Voglio andare via. Non mi piace
star qui. Mi ripetono di stare tranquilla, buona, di essere gentile. Di non
farli arrabbiare. Di non ribellarmi. Di comportarmi bene. Di fare quel che mi
dicono. Di fare come mi dicono. Di obbedire. Ma io voglio andare via. Ci ho già
provato una volta ma mi hanno ripresa subito. Dove credi di andare, mi hanno
detto. Ora vedrai che cosa succede a quelle come te. Non me le hanno date, oh
no.
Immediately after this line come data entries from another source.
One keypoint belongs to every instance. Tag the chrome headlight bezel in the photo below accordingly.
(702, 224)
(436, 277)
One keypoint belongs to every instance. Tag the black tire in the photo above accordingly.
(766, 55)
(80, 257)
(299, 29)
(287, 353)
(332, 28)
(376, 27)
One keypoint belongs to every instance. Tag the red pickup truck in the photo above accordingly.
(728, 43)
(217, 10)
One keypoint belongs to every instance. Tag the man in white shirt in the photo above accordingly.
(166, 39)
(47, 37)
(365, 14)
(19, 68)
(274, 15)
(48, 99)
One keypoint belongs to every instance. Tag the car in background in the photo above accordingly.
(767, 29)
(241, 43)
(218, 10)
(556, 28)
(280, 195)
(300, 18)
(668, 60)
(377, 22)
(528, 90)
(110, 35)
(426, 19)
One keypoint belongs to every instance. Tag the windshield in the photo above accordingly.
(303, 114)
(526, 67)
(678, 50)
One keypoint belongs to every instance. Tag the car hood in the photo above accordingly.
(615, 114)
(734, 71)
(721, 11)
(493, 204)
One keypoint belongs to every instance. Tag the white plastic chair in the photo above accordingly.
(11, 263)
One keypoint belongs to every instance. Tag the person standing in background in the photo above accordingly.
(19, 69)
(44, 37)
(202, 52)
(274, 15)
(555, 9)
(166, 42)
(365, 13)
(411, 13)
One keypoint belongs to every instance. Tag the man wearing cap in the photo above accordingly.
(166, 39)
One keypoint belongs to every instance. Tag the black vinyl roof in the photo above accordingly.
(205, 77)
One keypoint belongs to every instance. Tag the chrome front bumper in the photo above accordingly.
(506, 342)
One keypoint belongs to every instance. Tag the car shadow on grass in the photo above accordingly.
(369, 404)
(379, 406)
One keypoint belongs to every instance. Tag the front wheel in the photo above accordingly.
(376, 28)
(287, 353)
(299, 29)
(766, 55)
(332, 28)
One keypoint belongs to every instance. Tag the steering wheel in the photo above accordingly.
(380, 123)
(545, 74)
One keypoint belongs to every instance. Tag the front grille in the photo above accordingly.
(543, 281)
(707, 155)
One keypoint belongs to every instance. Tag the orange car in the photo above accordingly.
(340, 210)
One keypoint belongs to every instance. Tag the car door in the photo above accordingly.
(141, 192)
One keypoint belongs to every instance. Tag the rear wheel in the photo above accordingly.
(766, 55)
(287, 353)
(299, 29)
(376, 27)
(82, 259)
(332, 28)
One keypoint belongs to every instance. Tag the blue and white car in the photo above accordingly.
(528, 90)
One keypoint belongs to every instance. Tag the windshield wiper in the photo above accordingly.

Peggio, molto peggio. Mi hanno riempita di pillole. Mi hanno farcita come
un pollo, e sono diventata come un pollo. Stupida, balbettante e incapace di
volare. Ma me ne andrò. Lo so io e lo sanno loro. Per questo sono diventati
molto più attenti: ogni passo, ogni singola cosa che faccio è controllata. E
giudicata. E se non gli va a genio il controllo si fa più stretto, la mia
libertà di movimento sempre minore. Irrisoria. Entrano nella mia stanza di
notte e di giorno, spiano quel che riesco a scrivere. Lo so. Ho messo dei
capelli tra le pagine del mio diario e la mattina non li trovo più. Hanno
letto. Allora ci ho scritto che mi spiano e loro me l’hanno buttato, e hanno
aumentato le pillole. A volte riesco a sputarle, ma non sempre. Sono
intorpidita, mi fa male la testa, lo stomaco, tutto. Anche in bagno non posso
più chiudermi a chiave. L’hanno tolta. Dicono che è per il mio bene, perché non
mi succeda qualcosa di male. Che cari. Intanto ho sempre più freddo. Meglio.
Prima arriva l’inverno, prima compio diciott’anni. E me ne vado di casa.